Councillors voted to sell an estimated 20 per cent of the city’s existing gas operations to a company that isn’t being named. The details of the sale, including the price tag, are not being made public at the request of the buyer and at the discretion of the City. They say the oil and gas industry is very competitive and they don’t want to jeopardize the company in question or the sale of the assets.

The gas fields being sold off include the operations at Hatton, Hatton North, Hatton South, Bigstick and Horsham. All of those are in Southwestern Saskatchewan. Plus Cessford, a field north of Brooks. The sale includes all existing mineral rights, wells and facilities in the subject properties, and the transfer of all future abandonment and reclamation liabilities to the purchaser.
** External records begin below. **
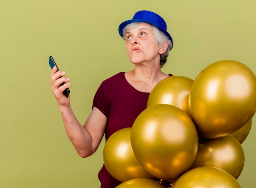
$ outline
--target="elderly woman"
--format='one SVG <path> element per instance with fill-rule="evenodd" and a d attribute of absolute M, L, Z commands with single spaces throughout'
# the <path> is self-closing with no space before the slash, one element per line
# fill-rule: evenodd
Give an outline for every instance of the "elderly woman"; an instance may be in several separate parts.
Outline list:
<path fill-rule="evenodd" d="M 77 121 L 70 103 L 63 92 L 70 84 L 60 86 L 70 79 L 60 77 L 64 72 L 51 74 L 52 90 L 59 106 L 67 135 L 82 157 L 93 154 L 104 133 L 106 140 L 117 131 L 132 125 L 135 119 L 146 107 L 149 94 L 160 81 L 171 74 L 161 70 L 170 50 L 172 39 L 164 20 L 147 11 L 137 12 L 132 20 L 122 23 L 119 34 L 134 69 L 120 72 L 103 81 L 95 95 L 92 112 L 83 126 Z M 99 173 L 101 188 L 114 188 L 120 183 L 112 177 L 104 166 Z"/>

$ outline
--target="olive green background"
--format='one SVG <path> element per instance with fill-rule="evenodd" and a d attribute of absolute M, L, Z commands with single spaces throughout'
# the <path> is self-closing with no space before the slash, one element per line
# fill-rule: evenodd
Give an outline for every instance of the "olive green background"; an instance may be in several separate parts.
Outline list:
<path fill-rule="evenodd" d="M 87 158 L 76 154 L 51 90 L 49 56 L 67 72 L 83 124 L 101 81 L 132 69 L 117 28 L 142 9 L 160 14 L 173 39 L 166 73 L 194 79 L 224 59 L 256 72 L 254 0 L 0 0 L 0 187 L 99 187 L 105 141 Z M 242 145 L 244 188 L 256 185 L 256 122 Z"/>

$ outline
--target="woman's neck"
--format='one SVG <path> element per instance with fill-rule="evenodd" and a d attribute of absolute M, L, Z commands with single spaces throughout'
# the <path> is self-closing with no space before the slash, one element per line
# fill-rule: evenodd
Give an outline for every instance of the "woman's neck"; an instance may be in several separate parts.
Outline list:
<path fill-rule="evenodd" d="M 159 67 L 146 67 L 136 64 L 134 69 L 125 74 L 126 80 L 134 87 L 143 92 L 150 92 L 158 82 L 168 76 Z"/>

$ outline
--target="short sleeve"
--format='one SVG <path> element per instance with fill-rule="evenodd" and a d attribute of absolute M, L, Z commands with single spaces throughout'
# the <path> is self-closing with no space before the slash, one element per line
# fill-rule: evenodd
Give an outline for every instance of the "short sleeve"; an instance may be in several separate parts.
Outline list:
<path fill-rule="evenodd" d="M 104 82 L 102 82 L 96 92 L 93 98 L 92 107 L 98 108 L 106 117 L 108 116 L 109 105 L 106 90 L 104 89 Z"/>

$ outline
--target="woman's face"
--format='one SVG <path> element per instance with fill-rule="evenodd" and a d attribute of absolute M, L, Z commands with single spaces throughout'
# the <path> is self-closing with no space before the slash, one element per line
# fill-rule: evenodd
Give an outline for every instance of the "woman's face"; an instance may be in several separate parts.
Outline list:
<path fill-rule="evenodd" d="M 131 62 L 159 63 L 160 54 L 164 51 L 162 52 L 157 44 L 151 25 L 141 23 L 128 30 L 125 37 L 126 51 Z"/>

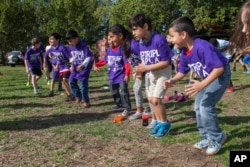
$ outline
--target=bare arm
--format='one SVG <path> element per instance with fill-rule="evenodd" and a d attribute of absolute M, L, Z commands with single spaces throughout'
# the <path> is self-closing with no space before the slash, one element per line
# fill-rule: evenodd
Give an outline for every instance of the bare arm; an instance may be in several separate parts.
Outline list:
<path fill-rule="evenodd" d="M 145 65 L 143 63 L 135 67 L 136 72 L 145 72 L 145 71 L 155 71 L 162 68 L 165 68 L 169 65 L 169 61 L 161 61 L 156 64 Z"/>

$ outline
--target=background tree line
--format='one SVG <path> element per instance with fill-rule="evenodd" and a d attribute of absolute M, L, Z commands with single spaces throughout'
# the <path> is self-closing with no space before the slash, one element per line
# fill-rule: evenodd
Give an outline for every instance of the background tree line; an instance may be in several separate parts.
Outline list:
<path fill-rule="evenodd" d="M 76 29 L 89 44 L 101 38 L 114 23 L 128 25 L 144 12 L 154 29 L 166 34 L 179 16 L 193 19 L 199 34 L 230 34 L 244 0 L 0 0 L 0 54 L 25 51 L 33 36 L 47 45 L 48 35 Z M 62 38 L 62 42 L 65 40 Z M 3 61 L 2 61 L 3 62 Z"/>

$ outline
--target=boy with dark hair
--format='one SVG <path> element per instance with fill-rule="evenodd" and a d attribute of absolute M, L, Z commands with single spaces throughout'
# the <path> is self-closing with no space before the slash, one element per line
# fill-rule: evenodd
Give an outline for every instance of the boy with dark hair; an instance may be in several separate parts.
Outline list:
<path fill-rule="evenodd" d="M 190 69 L 202 78 L 202 81 L 191 80 L 185 86 L 188 95 L 196 95 L 194 111 L 201 140 L 193 147 L 206 149 L 207 155 L 214 155 L 227 139 L 219 127 L 215 105 L 229 85 L 231 72 L 229 60 L 208 41 L 195 38 L 194 34 L 194 24 L 188 17 L 180 17 L 170 24 L 171 41 L 182 48 L 182 52 L 178 73 L 165 81 L 165 88 L 173 86 Z"/>
<path fill-rule="evenodd" d="M 136 72 L 146 72 L 145 83 L 148 101 L 152 106 L 153 128 L 150 135 L 162 137 L 171 129 L 162 103 L 165 90 L 163 83 L 171 77 L 170 59 L 172 52 L 165 37 L 152 31 L 151 19 L 144 13 L 134 15 L 129 22 L 135 39 L 140 40 L 139 51 L 142 63 L 135 67 Z"/>

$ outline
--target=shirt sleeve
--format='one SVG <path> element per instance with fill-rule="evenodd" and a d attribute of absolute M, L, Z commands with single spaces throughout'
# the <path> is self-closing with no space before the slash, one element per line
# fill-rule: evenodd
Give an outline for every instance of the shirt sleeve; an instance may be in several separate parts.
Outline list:
<path fill-rule="evenodd" d="M 125 68 L 125 76 L 129 76 L 129 75 L 131 74 L 129 62 L 126 62 L 126 63 L 124 64 L 124 68 Z"/>

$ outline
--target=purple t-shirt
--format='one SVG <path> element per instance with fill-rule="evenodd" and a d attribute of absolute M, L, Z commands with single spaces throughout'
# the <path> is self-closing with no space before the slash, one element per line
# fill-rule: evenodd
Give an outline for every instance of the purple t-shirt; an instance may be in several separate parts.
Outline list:
<path fill-rule="evenodd" d="M 52 56 L 52 58 L 49 57 Z M 59 71 L 69 69 L 69 57 L 70 53 L 68 49 L 59 44 L 57 47 L 50 47 L 46 52 L 46 59 L 48 59 L 52 64 L 59 63 Z"/>
<path fill-rule="evenodd" d="M 29 47 L 25 53 L 25 59 L 27 60 L 27 64 L 29 68 L 41 68 L 41 64 L 39 59 L 41 58 L 41 50 L 40 49 L 32 49 Z"/>
<path fill-rule="evenodd" d="M 229 63 L 218 49 L 203 39 L 194 39 L 192 51 L 186 54 L 186 48 L 182 49 L 178 71 L 187 74 L 190 69 L 200 77 L 206 78 L 214 68 L 223 67 Z"/>
<path fill-rule="evenodd" d="M 110 84 L 118 84 L 124 82 L 125 64 L 127 59 L 124 56 L 123 48 L 108 48 L 104 61 L 108 64 L 108 77 Z"/>
<path fill-rule="evenodd" d="M 69 46 L 69 52 L 70 52 L 70 59 L 72 60 L 72 66 L 73 66 L 70 79 L 88 81 L 89 74 L 93 65 L 92 52 L 89 50 L 89 48 L 83 41 L 80 41 L 76 46 Z M 87 67 L 84 67 L 79 72 L 76 71 L 76 67 L 81 65 L 87 57 L 91 58 Z"/>
<path fill-rule="evenodd" d="M 144 64 L 156 64 L 160 61 L 169 61 L 173 52 L 162 35 L 152 32 L 149 41 L 140 40 L 140 57 Z"/>
<path fill-rule="evenodd" d="M 139 65 L 142 60 L 140 58 L 139 41 L 132 39 L 130 43 L 130 56 L 128 58 L 129 63 L 132 67 Z"/>

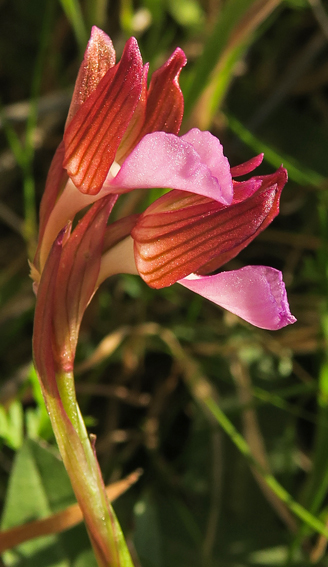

“Tonight was a historic night, I would say unprecedented in the history of Medicine Hat, divesting in some gas assets,” said Mayor Ted Clugston.

The move is expected to allow the Natural Gas and Petroleum Resources (NGPR) division to focus its operations on properties which have the greatest financial and strategic importance.

“It’s going to allow us to put our time and energy into things more local, and things we see a future in.” said Councillor Bill Cocks.

And that includes the NGRP oil drilling strategy. Four new oil wells have been drilled in southwestern Saskatchewan, and according to the NGPR division, all have been successful. The plan calls for more wells to be drilled in 2017. Though the strategy is costing the city money this year and next year, profits are expected to come in 2018, with revenue picking up steam into 2020.

Clugston said this is a good move for the city’s energy portfolio which has historically been based mainly in the extraction and sale of natural gas.

“When 90 per cent of your asset is gas and gas is $9 or $10 per gigajoule that’s great, but, when gas is $2 per Gigajoule and having 90 per cent of your asset as one egg in one basket, it’s not so great.” he said.

Cocks adds the fields they are selling off are no longer very profitable to the City.

“They’re not returning cash assets to the City of Medicine Hat,” he said. “While we can see that there’s lots of production left in them, if we can’t see an increase in the price, why would we hang on to them?”

The supply of gas for the city will not be affected by the sales, according to NGRP General Manager Brad Maynes. The fields in question sold and fed natural gas to a pipeline for other markets. He said the city still has a healthy supply of gas for the city owned utilities.

Medicine Hat is known for having a municipally owned gas utility, and for producing and selling natural gas. Mayor Clugston said the sale of the assets does not mean the City will lose its claim to fame.

“We will, and are, and always will be the Gas City,” he said.